Un peu de terre d'Afrique au pied du Beaujolais |
Pour prendre la mesure du sacrifice des troupes coloniales pour la France et de l'injustice qui leur a été faite, à eux et à leurs descendants pendant 70 ans, il faut aller visiter la nécropole nationale de Chasselay.
C’est un endroit paisible où les collines du Beaujolais viennent mourir sur la plaine de la Saône, où les vignes cèdent la place aux cerisiers et aux poiriers, aux portes de Lyon, une terre de beaux fruits et de bien manger.
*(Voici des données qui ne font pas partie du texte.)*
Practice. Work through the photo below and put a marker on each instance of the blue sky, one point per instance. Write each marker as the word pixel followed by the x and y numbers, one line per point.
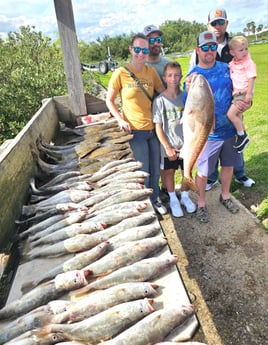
pixel 96 18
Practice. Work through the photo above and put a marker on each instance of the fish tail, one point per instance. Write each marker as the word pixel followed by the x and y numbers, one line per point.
pixel 28 286
pixel 188 183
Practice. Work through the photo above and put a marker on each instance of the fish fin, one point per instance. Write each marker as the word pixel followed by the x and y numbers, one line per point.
pixel 188 183
pixel 28 286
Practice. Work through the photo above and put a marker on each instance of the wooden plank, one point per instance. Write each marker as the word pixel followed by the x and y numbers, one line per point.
pixel 17 166
pixel 71 61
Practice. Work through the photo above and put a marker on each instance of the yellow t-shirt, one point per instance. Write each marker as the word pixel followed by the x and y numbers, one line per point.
pixel 136 107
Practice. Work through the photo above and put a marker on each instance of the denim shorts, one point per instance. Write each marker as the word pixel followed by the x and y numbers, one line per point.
pixel 178 163
pixel 221 150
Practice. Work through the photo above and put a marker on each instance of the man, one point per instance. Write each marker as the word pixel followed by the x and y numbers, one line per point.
pixel 217 23
pixel 220 142
pixel 158 61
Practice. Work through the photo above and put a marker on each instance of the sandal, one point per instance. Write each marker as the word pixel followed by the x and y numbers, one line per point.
pixel 202 214
pixel 229 204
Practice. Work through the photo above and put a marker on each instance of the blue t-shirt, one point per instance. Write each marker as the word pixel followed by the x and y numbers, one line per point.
pixel 221 85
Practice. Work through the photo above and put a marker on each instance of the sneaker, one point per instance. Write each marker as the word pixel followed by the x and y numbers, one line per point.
pixel 164 190
pixel 242 142
pixel 245 181
pixel 202 214
pixel 211 184
pixel 188 204
pixel 176 209
pixel 159 207
pixel 229 204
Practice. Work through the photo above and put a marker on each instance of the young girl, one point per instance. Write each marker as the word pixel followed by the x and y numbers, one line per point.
pixel 167 113
pixel 243 75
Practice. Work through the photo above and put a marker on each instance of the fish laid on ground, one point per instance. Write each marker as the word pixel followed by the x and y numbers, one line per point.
pixel 125 255
pixel 122 196
pixel 198 120
pixel 66 196
pixel 143 270
pixel 73 217
pixel 87 227
pixel 103 325
pixel 154 327
pixel 80 242
pixel 44 293
pixel 180 343
pixel 77 262
pixel 134 234
pixel 101 300
pixel 113 163
pixel 38 317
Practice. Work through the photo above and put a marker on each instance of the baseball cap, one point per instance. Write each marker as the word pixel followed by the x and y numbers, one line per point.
pixel 150 29
pixel 219 13
pixel 206 37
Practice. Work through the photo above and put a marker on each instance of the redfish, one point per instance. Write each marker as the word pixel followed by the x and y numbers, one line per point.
pixel 198 120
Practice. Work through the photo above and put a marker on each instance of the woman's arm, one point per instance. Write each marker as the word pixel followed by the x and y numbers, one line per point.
pixel 110 102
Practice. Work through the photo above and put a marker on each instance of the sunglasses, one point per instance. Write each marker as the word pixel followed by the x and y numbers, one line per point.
pixel 218 22
pixel 144 51
pixel 206 48
pixel 155 39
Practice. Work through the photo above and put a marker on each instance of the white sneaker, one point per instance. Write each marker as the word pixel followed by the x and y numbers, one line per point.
pixel 188 204
pixel 159 207
pixel 211 184
pixel 245 181
pixel 176 209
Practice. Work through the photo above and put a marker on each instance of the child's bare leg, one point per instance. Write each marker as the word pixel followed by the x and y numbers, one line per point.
pixel 235 117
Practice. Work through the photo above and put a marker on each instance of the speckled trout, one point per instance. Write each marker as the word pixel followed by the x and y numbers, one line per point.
pixel 103 325
pixel 198 120
pixel 154 327
pixel 143 270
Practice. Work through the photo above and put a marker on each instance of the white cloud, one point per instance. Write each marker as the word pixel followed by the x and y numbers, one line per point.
pixel 97 18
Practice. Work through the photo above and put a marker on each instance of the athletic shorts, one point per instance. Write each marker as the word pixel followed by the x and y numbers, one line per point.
pixel 167 164
pixel 221 150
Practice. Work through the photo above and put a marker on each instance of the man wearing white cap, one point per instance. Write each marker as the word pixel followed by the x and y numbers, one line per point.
pixel 158 61
pixel 217 23
pixel 155 59
pixel 220 142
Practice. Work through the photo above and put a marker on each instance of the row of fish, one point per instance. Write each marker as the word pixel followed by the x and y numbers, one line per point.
pixel 93 213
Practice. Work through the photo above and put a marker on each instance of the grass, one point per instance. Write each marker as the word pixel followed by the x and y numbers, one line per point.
pixel 256 122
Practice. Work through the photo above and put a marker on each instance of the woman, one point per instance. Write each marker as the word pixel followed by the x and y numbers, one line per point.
pixel 136 115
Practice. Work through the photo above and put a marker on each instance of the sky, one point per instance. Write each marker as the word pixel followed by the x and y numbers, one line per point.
pixel 97 18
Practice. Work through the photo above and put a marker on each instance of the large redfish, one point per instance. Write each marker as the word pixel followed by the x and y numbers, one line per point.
pixel 198 120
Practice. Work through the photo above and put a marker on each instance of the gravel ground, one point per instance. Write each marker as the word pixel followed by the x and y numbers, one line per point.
pixel 224 268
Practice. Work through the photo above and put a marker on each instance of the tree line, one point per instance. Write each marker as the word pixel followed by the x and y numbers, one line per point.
pixel 32 67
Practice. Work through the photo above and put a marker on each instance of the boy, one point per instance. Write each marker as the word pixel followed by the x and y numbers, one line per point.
pixel 243 75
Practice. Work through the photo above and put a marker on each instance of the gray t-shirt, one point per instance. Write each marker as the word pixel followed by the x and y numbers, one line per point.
pixel 159 66
pixel 169 112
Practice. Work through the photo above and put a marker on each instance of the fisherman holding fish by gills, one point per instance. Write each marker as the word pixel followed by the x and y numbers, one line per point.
pixel 222 137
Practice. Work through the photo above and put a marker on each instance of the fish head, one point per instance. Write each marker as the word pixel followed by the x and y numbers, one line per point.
pixel 71 280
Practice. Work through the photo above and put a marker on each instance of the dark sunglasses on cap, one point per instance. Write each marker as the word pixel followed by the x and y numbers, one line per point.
pixel 144 51
pixel 155 39
pixel 218 22
pixel 206 48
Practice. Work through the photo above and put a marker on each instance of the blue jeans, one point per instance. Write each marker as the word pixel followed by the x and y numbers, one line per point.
pixel 238 172
pixel 146 149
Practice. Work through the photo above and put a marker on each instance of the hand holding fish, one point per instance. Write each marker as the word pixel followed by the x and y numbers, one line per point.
pixel 188 80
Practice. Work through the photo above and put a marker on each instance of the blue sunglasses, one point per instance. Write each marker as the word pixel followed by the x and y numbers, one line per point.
pixel 218 22
pixel 144 51
pixel 206 48
pixel 155 39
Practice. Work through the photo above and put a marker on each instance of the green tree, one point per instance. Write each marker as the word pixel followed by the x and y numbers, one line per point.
pixel 31 69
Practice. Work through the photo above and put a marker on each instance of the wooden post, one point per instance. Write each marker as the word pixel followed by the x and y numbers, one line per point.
pixel 72 66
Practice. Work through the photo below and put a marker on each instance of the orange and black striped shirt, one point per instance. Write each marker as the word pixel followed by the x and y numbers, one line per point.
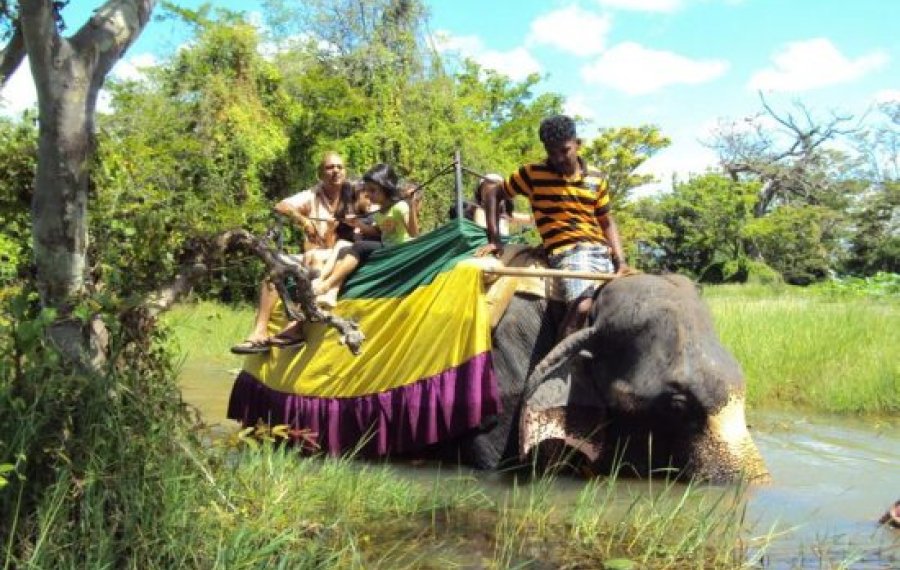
pixel 566 209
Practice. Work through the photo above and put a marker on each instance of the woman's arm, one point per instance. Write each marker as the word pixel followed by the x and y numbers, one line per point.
pixel 412 217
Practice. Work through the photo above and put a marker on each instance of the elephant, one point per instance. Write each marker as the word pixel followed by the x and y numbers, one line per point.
pixel 646 388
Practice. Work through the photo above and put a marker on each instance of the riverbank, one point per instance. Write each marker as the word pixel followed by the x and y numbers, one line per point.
pixel 798 348
pixel 263 506
pixel 812 350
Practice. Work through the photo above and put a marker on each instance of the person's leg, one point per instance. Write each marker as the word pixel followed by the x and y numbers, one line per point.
pixel 576 315
pixel 267 299
pixel 348 260
pixel 256 341
pixel 328 266
pixel 329 287
pixel 579 292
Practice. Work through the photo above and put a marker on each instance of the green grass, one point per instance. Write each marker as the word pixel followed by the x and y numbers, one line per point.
pixel 205 330
pixel 117 481
pixel 824 353
pixel 798 347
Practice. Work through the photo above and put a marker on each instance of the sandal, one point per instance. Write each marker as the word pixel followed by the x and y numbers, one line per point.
pixel 282 340
pixel 252 347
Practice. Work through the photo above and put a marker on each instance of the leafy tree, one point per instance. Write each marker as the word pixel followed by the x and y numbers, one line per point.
pixel 875 239
pixel 875 245
pixel 619 152
pixel 790 239
pixel 197 148
pixel 18 151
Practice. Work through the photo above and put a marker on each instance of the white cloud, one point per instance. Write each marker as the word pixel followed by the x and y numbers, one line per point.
pixel 814 63
pixel 643 5
pixel 680 163
pixel 578 106
pixel 517 63
pixel 887 96
pixel 19 93
pixel 572 30
pixel 636 70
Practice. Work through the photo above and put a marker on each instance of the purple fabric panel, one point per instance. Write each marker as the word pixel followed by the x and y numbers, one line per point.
pixel 401 420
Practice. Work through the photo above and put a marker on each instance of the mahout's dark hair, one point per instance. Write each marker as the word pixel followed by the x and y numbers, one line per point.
pixel 384 176
pixel 556 130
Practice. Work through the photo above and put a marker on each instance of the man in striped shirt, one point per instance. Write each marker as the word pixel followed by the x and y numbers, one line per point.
pixel 570 202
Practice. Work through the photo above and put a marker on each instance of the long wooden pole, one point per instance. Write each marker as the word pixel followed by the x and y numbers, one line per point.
pixel 540 272
pixel 457 180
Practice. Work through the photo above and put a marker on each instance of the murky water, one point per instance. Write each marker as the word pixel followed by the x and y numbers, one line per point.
pixel 831 479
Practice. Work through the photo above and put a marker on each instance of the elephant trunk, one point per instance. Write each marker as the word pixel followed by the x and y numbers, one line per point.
pixel 724 451
pixel 559 408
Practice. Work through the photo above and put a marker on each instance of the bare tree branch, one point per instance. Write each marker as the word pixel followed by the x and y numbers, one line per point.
pixel 299 301
pixel 109 32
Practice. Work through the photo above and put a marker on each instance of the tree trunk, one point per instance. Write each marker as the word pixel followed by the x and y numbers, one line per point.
pixel 68 74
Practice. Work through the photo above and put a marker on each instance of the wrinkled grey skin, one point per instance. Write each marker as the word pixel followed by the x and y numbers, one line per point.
pixel 647 388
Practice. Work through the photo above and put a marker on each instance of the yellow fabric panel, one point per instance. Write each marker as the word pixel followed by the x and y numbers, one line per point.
pixel 437 327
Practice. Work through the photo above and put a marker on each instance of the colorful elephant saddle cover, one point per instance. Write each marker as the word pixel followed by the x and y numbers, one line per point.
pixel 424 374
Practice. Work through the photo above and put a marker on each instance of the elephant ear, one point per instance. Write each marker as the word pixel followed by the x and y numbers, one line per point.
pixel 563 412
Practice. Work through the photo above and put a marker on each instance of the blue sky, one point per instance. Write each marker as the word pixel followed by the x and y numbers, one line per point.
pixel 683 65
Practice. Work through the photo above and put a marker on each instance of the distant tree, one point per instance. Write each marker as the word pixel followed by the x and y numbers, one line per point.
pixel 875 236
pixel 618 152
pixel 793 241
pixel 705 217
pixel 788 154
pixel 198 146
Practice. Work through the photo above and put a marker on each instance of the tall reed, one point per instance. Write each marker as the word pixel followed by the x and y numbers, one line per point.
pixel 802 349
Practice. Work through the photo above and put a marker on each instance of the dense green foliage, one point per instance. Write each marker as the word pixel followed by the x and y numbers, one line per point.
pixel 211 138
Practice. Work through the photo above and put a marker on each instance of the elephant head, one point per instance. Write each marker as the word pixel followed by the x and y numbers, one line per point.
pixel 646 387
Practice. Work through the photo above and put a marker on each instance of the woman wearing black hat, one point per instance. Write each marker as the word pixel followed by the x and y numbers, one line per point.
pixel 396 221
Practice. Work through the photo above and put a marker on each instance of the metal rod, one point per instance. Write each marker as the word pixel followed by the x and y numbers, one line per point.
pixel 457 163
pixel 541 272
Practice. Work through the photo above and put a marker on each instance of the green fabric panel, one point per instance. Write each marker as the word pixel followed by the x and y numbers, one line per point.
pixel 396 271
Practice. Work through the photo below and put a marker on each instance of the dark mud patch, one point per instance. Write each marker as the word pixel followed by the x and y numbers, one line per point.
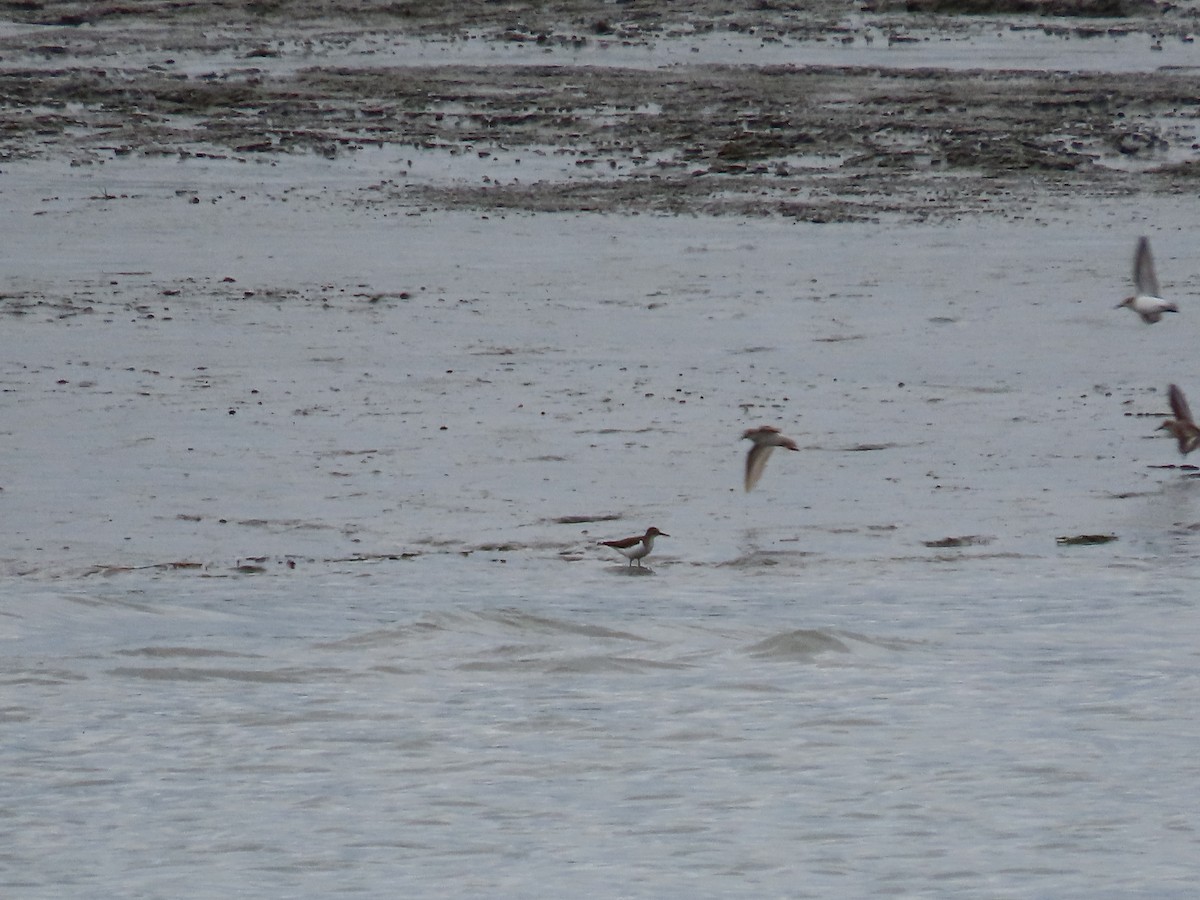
pixel 811 143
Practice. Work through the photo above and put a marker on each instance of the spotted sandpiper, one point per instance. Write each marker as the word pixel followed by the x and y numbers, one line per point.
pixel 639 546
pixel 1146 303
pixel 1181 426
pixel 766 438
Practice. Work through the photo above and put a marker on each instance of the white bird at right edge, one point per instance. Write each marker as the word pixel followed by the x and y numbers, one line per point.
pixel 766 438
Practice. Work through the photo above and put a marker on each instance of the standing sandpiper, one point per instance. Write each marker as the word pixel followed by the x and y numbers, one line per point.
pixel 1181 426
pixel 639 546
pixel 766 438
pixel 1146 303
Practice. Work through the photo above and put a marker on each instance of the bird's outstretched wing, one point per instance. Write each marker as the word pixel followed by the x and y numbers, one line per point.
pixel 1180 405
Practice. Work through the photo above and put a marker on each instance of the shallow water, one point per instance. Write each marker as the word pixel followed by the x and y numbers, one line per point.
pixel 300 587
pixel 465 726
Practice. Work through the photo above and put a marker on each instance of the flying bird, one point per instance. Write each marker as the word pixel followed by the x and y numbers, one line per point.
pixel 1182 426
pixel 1146 301
pixel 637 546
pixel 766 438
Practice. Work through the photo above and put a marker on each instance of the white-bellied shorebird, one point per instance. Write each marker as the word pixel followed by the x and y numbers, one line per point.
pixel 1146 303
pixel 1182 425
pixel 634 549
pixel 766 438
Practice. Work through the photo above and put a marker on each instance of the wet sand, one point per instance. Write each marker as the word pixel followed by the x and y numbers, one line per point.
pixel 343 287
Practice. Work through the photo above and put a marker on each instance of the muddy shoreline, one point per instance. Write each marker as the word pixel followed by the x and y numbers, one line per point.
pixel 804 141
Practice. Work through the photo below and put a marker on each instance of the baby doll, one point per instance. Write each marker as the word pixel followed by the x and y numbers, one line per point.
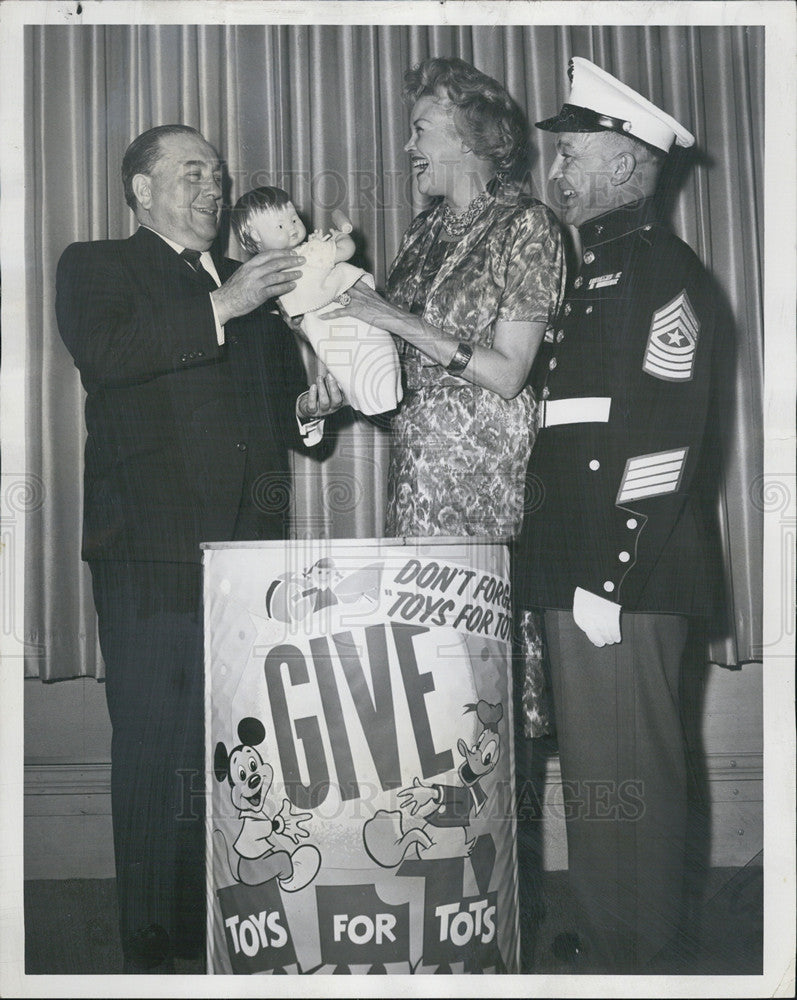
pixel 361 357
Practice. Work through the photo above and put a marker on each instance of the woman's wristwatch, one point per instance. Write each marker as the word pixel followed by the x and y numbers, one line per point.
pixel 461 359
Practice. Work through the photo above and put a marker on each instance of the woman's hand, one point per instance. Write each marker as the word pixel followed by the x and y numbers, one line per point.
pixel 368 306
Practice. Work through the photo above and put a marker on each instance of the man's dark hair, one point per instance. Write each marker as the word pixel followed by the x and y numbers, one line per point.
pixel 144 152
C’est un endroit paisible où les collines du Beaujolais viennent mourir sur la plaine de la Saône, où les vignes cèdent la place aux cerisiers et aux poiriers, aux portes de Lyon, une terre de beaux fruits et de bien manger.
A la sortie du village, un panneau : Tata sénégalais, nécropole nationale.
Et l’on arrive à des bâtiments de pisé rouge, qui, au milieu des champs de
maïs, rappellent les constructions traditionnelles en terre que l’on trouve au
Mali ou au Sénégal. C’est un cimetière. Si l’on pousse la grille, des rangées
de tombes, en terre rouge, très simples, 194 exactement. Et si l’on se met à
lire les inscriptions, beaucoup commencent par "inconnu" "sergent", d’autres par « Né à Thiès » ou « né à Kaolack »,ou
« né à Saint-Louis ». Toutes se terminent par « Mort pour
la France ».
C’est une page de notre Histoire, un peu oubliée, un peu
chahutée aujourd’hui, que l’on (re)découvre. Celle du massacre des tirailleurs
sénégalais lors de la défaite de juin 1940. Sur 65 000 tirailleurs engagés au
combat entre mai et juin 1940, 29 000 ont été tués. Et à Chasselay, massacrés.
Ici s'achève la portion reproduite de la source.